Opposing GM’s Bolt is Tesla’s Model 3. Now on the surface, it may seem that GM is ready to beat Tesla to a pulp in this fight. Not only is their car priced at $30,000 compared to Tesla’s $35,000, but GM has a lot more leverage in terms of economies of scale. GM can quickly mass produce the Chevy Bolt and it can share various parts with other GM vehicles to cut costs and widen profit margins. As an added bonus, GM has an exponentially larger bank account with which to fund such an endeavour.
Tesla’s Model 3, however, should not be considered a pushover. With the Roadster and Model S, the company has essentially written the book on how to properly design and manufacture an electric car. They represent the pinnacle of American innovation in the 21st century. Tesla easily represents the biggest leap in automotive design since Henry Ford began mass production.
Elon Musk’s promise of a $35,000 Model 3 also does not include the government tax credit for electric cars. That credit is included in GM’s claimed price of the Chevy Bolt, which means that without the $7,500 incentive, the Bolt will cost $2,500 more than the Model 3.
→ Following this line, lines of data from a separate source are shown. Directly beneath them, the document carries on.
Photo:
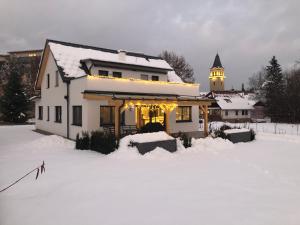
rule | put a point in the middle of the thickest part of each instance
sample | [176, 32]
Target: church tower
[216, 77]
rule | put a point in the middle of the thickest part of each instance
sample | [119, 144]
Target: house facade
[85, 88]
[231, 107]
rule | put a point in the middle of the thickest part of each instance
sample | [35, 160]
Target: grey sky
[245, 33]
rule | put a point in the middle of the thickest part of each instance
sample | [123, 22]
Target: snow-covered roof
[173, 77]
[68, 57]
[236, 101]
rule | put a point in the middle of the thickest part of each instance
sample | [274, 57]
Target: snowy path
[214, 182]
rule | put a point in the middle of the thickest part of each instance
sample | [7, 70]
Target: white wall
[129, 73]
[232, 115]
[185, 126]
[53, 96]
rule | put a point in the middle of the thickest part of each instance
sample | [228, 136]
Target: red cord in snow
[38, 169]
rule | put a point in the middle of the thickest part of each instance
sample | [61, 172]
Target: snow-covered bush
[104, 143]
[152, 127]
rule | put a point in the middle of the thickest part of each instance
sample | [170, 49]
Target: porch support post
[205, 120]
[118, 106]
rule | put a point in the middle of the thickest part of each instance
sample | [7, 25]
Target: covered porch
[175, 113]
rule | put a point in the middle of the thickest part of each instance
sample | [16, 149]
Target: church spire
[217, 62]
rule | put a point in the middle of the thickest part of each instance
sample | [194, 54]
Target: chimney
[122, 55]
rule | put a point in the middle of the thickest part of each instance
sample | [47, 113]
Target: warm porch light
[95, 77]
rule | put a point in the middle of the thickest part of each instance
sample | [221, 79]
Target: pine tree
[14, 103]
[275, 91]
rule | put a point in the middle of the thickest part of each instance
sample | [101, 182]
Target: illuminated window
[184, 114]
[48, 113]
[107, 115]
[77, 115]
[48, 80]
[56, 78]
[103, 72]
[144, 77]
[117, 74]
[58, 114]
[155, 78]
[40, 112]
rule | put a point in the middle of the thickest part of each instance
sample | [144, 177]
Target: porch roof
[147, 96]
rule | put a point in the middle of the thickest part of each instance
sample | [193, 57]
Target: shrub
[152, 127]
[83, 142]
[186, 141]
[252, 134]
[104, 143]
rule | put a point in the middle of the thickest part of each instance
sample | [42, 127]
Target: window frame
[111, 114]
[56, 78]
[154, 76]
[48, 81]
[181, 109]
[144, 75]
[58, 113]
[76, 121]
[48, 113]
[119, 74]
[40, 112]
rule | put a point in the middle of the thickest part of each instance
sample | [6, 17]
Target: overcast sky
[245, 33]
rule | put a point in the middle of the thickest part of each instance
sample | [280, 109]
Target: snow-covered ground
[214, 182]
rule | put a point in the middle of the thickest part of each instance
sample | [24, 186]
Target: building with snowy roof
[86, 88]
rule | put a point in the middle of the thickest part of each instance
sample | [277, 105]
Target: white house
[231, 106]
[85, 88]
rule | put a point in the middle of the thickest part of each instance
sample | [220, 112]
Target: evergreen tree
[180, 66]
[14, 103]
[275, 91]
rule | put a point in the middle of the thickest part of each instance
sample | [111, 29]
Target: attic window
[227, 100]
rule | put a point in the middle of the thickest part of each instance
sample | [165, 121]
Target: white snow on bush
[213, 182]
[232, 131]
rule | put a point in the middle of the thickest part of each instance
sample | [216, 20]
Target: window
[117, 74]
[103, 72]
[184, 114]
[155, 78]
[144, 77]
[56, 78]
[77, 115]
[48, 80]
[107, 115]
[58, 114]
[40, 113]
[48, 113]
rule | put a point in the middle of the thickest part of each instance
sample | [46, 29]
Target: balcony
[103, 83]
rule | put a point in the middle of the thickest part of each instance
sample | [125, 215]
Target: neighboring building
[217, 75]
[85, 88]
[231, 107]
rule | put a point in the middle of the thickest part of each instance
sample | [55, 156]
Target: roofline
[102, 49]
[95, 61]
[176, 97]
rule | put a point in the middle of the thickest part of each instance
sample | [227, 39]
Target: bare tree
[180, 66]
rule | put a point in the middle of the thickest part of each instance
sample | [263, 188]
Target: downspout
[67, 97]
It’s also important to note that the build quality and amenities of Tesla’s super saloon Model S is on par and meant to compete with luxury cars like the Mercedes CLS, Audi A7, BMW 6 Series Gran Coupe, and Porsche Panamera. In comparison to it’s gasoline counterparts, the Tesla is slightly cheaper and considerably quicker while offering more storage and seating room in addition to greater safety. Not to mention that everything it competes with guzzles gas like there’s no tomorrow, while electricity is comparably cheap.
This is the same approach Tesla is taking with the Model 3. In this case Tesla is taking aim squarely at the BMW 3 Series, unarguably the car that sets the bar for the mass market sports sedan segment. This means that Tesla will build the Model 3 to the same level as the 3 Series. Tesla has proven it’s on par with these luxury car makers, but GM doesn’t even demonstrate this level of build quality or sales figures with their Cadillac brand. Gone are the days when a salesperson shows you a product and tells you it’s the Cadillac of its industry. So what makes anyone believe that the Chevy Bolt could possibly compete with the Model 3?
Furthermore, Tesla is a company that’s trying to be known for its commitment to doing things right. In November of last year, Tesla pushed back the release date of its much anticipated Model X to the 3rd quarter of 2015 because they wanted to get the production model right from day one. Elon Musk noted:
“This also is a legitimate criticism of Tesla – we prefer to forgo revenue, rather than bring a product to market that does not delight customers. Doing so negatively affects the short term, but positively affects the long term. There are many other companies that do not follow this philosophy that may be a more attractive home for investor capital. Tesla is not going to change.” – Elon Musk
By bold comparison, GM regularly puts out faulty or low quality products. They emphasize getting cars to market and lowering their production costs over time. This tactic leads to constant recalls, legal battles, government fines, deaths, and PR nightmares that the company can’t seem to shake.
In fairness, I have to applaud GM in being the first large company to make a good, practical electric car with a reasonable range per battery charge and an affordable price tag.
But at the end of the day, it’s obvious that Tesla will make the better car and orders will be sold out quickly. The real opportunity for GM is to sell the Bolt to people who can’t get their hands on the Model 3. Their production bottle neck will likely be LG Chem’s ability to meet GM’s battery demand while Tesla races to start production at its own Gigafactory battery plant. Regardless of which car is more successful, they are the first mass market electric cars that will be affordable while offering a reasonable range on a single charge. They mark the beginning of the age of the electric car.
*Note: The author of this blog is a shareholder of Tesla Motors Inc.